Juventus: consolidamento strategico
La Juventus ha completato una campagna da circa 137 milioni, concentrata sui riscatti di giocatori già in rosa: Conceição dal Porto (32 milioni), Kelly, Kalulu e Di Gregorio, oltre a Zhegrova (15,5 milioni) e l’arrivo a parametro zero di Jonathan David.
Le sorprese: Como e Napoli tra ambizione e strategia
La vera rivelazione è stata il Como, che ha superato i 100 milioni di spesa. Sotto Cesc Fabregas, i lariani hanno investito 28 milioni per Jesus Rodriguez, 25 per Baturina, 19 per Kuhn, confermando ambizioni che vanno oltre la salvezza. La scelta di trattenere Nico Paz, respingendo il Real Madrid, testimonia la serietà del progetto dei fratelli Hartono. Il Napoli di Conte ha investito oltre 115 milioni, completando il restyling con acquisti mirati come Noa Lang dal PSV Eindhoven e Rasmus Hojlund dal Manchester United.

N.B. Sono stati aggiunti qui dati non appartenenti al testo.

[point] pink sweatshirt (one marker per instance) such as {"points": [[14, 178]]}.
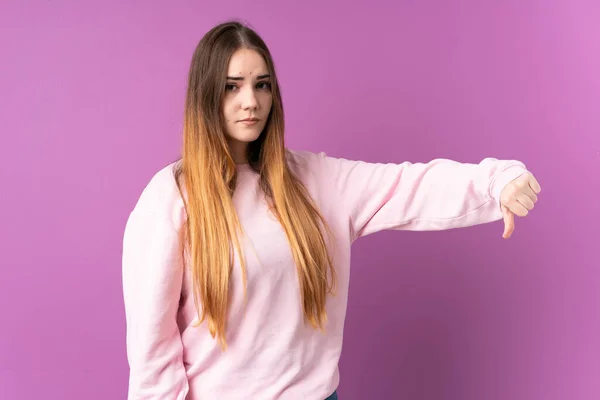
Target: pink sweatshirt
{"points": [[273, 353]]}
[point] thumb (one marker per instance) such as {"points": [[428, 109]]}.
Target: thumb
{"points": [[509, 222]]}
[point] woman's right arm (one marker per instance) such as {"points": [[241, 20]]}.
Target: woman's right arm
{"points": [[152, 280]]}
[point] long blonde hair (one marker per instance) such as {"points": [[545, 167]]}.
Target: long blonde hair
{"points": [[206, 178]]}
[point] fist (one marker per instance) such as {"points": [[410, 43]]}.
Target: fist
{"points": [[518, 198]]}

L’impatto europeo degli investimenti
Questa rinnovata forza d’urto economica si lega indissolubilmente alle ambizioni dei club nelle competizioni europee. Spesso, l’andamento del mercato influenza direttamente le percezioni sulla forza delle rose, un dato che si riflette chiaramente nell’analisi delle quote scommesse Champions League, dove i club italiani hanno visto migliorare sensibilmente il proprio posizionamento tra i favoriti. Come confermato anche dai report ufficiali della UEFA, il miglioramento del ranking e la stabilità dei ricavi da stadio hanno permesso alle italiane di tornare a investire con una fiducia che non si vedeva da tempo.
Il peso degli ingaggi e la sostenibilità
Investire non significa solo pagare il cartellino. Il vero sforzo dei club nel 2025 è stato gestire il monte ingaggi in un’era di inflazione salariale. Mentre si discute dei contratti milionari dei top player maschi, il dibattito si è esteso anche ad altre realtà del settore. Nasce così la curiosità su quanto guadagnano le calciatrici di Serie A, specialmente dopo che il passaggio al professionismo ha prodotto i primi frutti in termini di tutele e stipendi minimi garantiti, pur restando lontano dai volumi del settore maschile.
Prospettive per il 2026
Mentre ci avviamo verso la parte finale della stagione 2025/2026, gli investimenti massicci del 2025 rappresentano l’inizio di un nuovo ciclo. La Serie A ha capito che per competere con i colossi europei serve investire nel talento in modo intelligente. La crescita dei ricavi commerciali e la riforma dei diritti TV offrono una base solida su cui costruire, e i club hanno investito con una visione a lungo termine, puntando su asset che possano garantire sia risultati sportivi che plusvalenze future. Il calcio italiano non è più solo la “terra dei parametri zero”, ma un campionato dove si torna a investire con coraggio, per un possibile Rinascimento del movimento calcistico italiano.